AP / Pablo Martinez Monsivais
How deceptive for politicians to stress "entitlements" when they talk about gutting Social Security and Medicare, two programs long paid for by their beneficiaries. The Republicans make it sound as if they're doing us a favor, cutting government waste by seeking to strangle America's two most successful domestic programs. And now Barack Obama seems poised to join their camp in undermining the essential lifeline for most of the nation's seniors, many of whom lost their retirement savings in the banking meltdown.
These threatened programs are not government handouts to a privileged class, like defense contractors and bailed-out bankers, who do feel eminently entitled to pig out at the federal trough. On the contrary, Social Security and Medicare have been funded by a regressive tax that falls disproportionately on working middle-class income earners, while caps in the system leave the wealthy -- most notably the hedge fund hustlers who helped cause today's economic crisis -- largely untaxed.
While there are many plausible ways to ensure the future of Medicare and Social Security -- and extending a fair share of the burden to wealthier individuals is a good place to start -- such changes should not be considered in the context of a bargain to raise the debt ceiling. These programs have nothing at all to do with a national debt that has spiraled out of control in the past four years as a result of untethered corporate greed. In that time the debt -- already inflamed by two wars fought on the credit card while President George W. Bush cut taxes for the wealthy -- rose a whopping 50 percent as a consequence of the deepest recession in 70 years, brought on by the banking collapse.

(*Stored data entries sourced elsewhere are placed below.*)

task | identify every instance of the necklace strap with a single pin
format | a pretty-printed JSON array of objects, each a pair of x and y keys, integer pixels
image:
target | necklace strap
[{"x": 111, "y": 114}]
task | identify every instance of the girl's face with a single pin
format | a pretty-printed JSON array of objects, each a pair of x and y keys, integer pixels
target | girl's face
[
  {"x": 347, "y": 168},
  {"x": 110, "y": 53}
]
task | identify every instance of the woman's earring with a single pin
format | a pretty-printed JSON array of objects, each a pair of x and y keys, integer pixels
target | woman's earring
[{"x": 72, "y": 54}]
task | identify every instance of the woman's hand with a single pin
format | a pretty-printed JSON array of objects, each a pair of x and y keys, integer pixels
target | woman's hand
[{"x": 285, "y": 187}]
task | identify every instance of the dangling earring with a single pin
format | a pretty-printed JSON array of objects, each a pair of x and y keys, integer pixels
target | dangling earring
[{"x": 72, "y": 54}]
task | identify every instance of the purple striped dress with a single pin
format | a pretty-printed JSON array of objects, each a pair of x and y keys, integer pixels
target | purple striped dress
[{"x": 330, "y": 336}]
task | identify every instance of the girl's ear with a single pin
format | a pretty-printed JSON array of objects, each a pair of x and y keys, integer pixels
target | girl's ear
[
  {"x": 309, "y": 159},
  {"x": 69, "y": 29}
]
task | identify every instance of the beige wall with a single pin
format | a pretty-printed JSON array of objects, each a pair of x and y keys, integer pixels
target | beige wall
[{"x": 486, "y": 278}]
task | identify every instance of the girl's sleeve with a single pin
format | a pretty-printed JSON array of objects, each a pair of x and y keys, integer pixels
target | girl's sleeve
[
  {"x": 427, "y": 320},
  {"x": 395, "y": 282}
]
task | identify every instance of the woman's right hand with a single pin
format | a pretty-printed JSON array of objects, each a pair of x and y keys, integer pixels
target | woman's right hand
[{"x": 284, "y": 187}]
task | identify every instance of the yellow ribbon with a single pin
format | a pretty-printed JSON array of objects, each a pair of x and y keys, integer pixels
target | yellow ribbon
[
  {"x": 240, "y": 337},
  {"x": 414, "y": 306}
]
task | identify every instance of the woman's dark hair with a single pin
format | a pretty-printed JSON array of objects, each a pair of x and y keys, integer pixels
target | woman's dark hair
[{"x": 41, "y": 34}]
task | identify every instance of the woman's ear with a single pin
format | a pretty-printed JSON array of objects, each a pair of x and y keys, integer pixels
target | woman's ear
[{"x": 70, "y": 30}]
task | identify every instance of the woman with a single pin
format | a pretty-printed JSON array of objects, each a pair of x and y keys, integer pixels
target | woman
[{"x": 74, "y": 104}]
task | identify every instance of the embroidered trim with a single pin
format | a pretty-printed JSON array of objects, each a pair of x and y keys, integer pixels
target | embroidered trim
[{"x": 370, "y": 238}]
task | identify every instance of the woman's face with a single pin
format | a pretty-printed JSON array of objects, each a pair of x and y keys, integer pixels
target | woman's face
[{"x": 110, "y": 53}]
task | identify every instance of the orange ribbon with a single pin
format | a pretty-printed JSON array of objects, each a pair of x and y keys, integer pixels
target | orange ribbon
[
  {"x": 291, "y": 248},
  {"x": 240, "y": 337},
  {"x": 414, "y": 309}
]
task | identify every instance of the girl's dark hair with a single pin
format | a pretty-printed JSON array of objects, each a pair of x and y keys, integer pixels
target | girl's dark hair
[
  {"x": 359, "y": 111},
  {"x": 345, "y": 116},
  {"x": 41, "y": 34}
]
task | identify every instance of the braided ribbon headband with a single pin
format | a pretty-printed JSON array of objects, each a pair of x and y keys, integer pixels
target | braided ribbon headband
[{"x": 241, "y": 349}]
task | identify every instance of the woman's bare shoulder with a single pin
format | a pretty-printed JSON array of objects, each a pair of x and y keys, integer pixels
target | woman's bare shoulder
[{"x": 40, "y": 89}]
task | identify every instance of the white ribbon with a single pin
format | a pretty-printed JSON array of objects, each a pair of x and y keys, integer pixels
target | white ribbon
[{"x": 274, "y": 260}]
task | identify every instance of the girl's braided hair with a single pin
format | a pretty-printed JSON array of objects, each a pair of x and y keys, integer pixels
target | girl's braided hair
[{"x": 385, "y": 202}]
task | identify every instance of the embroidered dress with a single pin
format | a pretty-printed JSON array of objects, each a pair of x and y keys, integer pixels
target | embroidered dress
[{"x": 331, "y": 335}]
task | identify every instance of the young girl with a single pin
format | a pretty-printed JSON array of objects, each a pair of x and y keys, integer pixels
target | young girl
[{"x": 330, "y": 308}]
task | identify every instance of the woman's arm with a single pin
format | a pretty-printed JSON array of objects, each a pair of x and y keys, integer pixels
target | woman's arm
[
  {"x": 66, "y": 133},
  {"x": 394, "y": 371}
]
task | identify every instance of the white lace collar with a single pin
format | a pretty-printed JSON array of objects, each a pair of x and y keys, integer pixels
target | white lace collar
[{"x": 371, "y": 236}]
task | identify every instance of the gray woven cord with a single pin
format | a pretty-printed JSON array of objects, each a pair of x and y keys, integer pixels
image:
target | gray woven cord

Indeed, the economic turmoil has put considerable pressure on these programs. In the past two years, expenditures for Social Security exceeded non-interest income for the first time since 1983, as the trustees of the fund reported the deficits "are in large part due to the weakened economy..." The interest earned on the more than $2.4 trillion in the Social Security trust fund held by the Treasury more than made up the shortfall, and the fund will be able to fulfill its projected obligations, even given the strain of the baby boomers' retirement, until 2036.